When I was studying at Truman State, the focus was on traditional public school. We touched on other philosophies, including Montessori, but it was never the focus. It wasn’t until Julia was born that I really began exploring it. I loved its emphasis on independence, peace, and the importance of the environment. As I learned more, I realized I was already practicing much of it — and it felt incredibly natural to me. My husband once complained, “Our house looks like a preschool.” My response? “Good. That’s the point.”
I enrolled Julia in a Montessori preschool when she was two, and we both felt right at home. My orderly toddler experienced freedom within limits, and I continued to grow as a Montessori parent.
At the time, I worked at a nonprofit that helped resettle refugees and immigrants, managing all programs involving children from birth through 18. It was my dream job — until it wasn’t. That’s when the director of Julia’s school offered me a position there. I jumped at the chance.

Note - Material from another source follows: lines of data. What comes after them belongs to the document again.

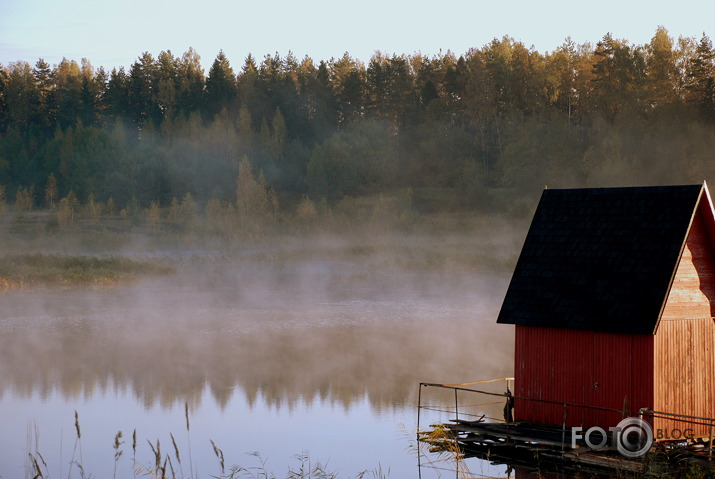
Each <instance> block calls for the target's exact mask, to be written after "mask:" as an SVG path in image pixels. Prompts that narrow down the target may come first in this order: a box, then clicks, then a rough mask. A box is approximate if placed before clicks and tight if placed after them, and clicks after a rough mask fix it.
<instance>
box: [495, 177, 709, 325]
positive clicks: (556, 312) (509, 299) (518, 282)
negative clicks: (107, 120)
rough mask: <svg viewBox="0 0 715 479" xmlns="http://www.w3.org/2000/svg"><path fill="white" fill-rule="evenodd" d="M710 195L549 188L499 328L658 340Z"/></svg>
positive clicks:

Over the past seven years, I’ve been an assistant teacher, head teacher, manager, and now director. I love the school as if it were my own. I love sharing Montessori with others, and I adore our families and students — some of whom we’ve known for most of their young lives. Every year at our alumni event, I can’t help but weep for the first half hour as former students return taller, brighter, and more mature, yet still holding us in their hearts enough to come back.
So much has shaped how I parent and how I teach. But these topics above are the big jewels in the treasure chest. I can’t wait to share more, to help others define and refine their parenting style, and to offer tried-and-true ideas for raising independent, confident people.